“I can’t understand,” says Jackie, tears trickling down her cheeks. “I thought it would be so wonderful to return home, to drive through Iowa on our way out west, to look at the old farmhouse, to show my kids where Mom used to live. But it was awful. It was all broken down, dilapidated. Nothing’s the same. I remember the huge trees we used to climb when we were young. They’ve all been cut down.”
Jackie pauses. “One thing’s for sure. Our work together has changed me. I didn’t go numb. I definitely felt my sadness.”
I feel Jackie’s sadness as well. And my own. Although I have no attachment to my childhood New York apartment, the home I lived in on a small lake outside of Ann Arbor, Michigan during my 30s and 40s was my idea of nirvana. Leaving that home was gut-wrenching for me; seeing it again was worse. I felt as though both the house and the landscape had been defiled. The atrium had been ripped out, replaced by a slab of wood covered by a carpet and a piano. And my beautiful weeping cherry tree was no more.

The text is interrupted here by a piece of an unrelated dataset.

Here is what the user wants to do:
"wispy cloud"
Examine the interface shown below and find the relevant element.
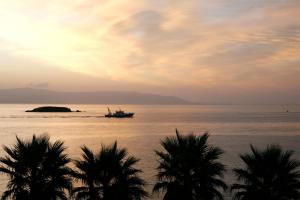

I couldn’t stop crying. And that was when my husband was still alive. Now when I return to the Ann Arbor area I can barely tolerate driving by the highway exit to what was once my home.
“But it is a bit silly,” Jackie continues. “I hadn’t been home for over 30 years. What did I expect? It’s not like my family’s there anymore. In fact, my Mom and sister are right here in Florida. Why isn’t this home?”
The question of where’s home. “Well, why isn’t it?”
“It is home. My kids were born here. I feel as though I’ve lived here forever. And, as I said, most of my family is here. And when I talk about Florida right here, right now it does feel like home.”
“And your sadness lifts.”
“Yes, that’s true. But when I think about standing in front of that old farmhouse I feel lost.”
“’Lost.’ That’s a good word. Sounds like you’re saying that you lost your past, lost your home, lost your foundation. As if you were untethered, floating in space.”
“That’s exactly right.”
“And when you think about being here in Florida, about your life being here, you feel reconnected. This is home.”
“Yes. Right.” Jackie pauses. “It feels weird though. Like I’m split. If I think of being here, I feel fine. If I think of being there, I’m overcome with sadness.”
I feel shrouded with sadness myself and worry that my sadness makes me less able to be helpful to Jackie. Our stories aren’t the same. She does feel a sense of home in Florida, she does experience a sense of connection. I try to get outside myself and focus on Jackie’s feelings.
“What about if you think of your childhood memories of that home, of, for example, climbing the trees, playing in the yard?”
“Well, right now it just feels sad. All I feel is the absence. There are no more trees to climb. But I think before I went back to Iowa it used to make me happy to remember. Not that everything in my childhood was so great, but still, I remembered the good times and it made me smile.”
“Perhaps as the memory of your present visit fades, those positive childhood feelings with come back.”
Jackie frowns slightly. “This seems like an odd conversation we’re having. It’s almost like we’ve switched places. I’m the one who’s feeling my sadness and you’re the one who’s trying to get me to stop feeling it.”
I immediately realize the truth of Jackie’s statement. It’s as if the sadness was too much for me, not too much for Jackie; as if I wanted to escape my own sadness, not that Jackie needed to flee hers. “You’re absolutely right, Jackie. I apologize. You were feeling your sadness and doing fine with it.”
“Did you think it would be too much for me? That I’d start going numb again?”
“No, Jackie, I didn’t. Truthfully, this was more about me than about you. I think I’m the one who wanted to get away from my own sadness, so I was thinking I was being helpful by trying to get you away from yours.”
“Wow! I’m sorry I made you sad.”
“You didn’t make me sad, Jackie. We all carry sadness inside us. And when it comes to the surface we need to do just what you’re doing, feel it and feel it until you don’t feel it any more. It’s part of living life.”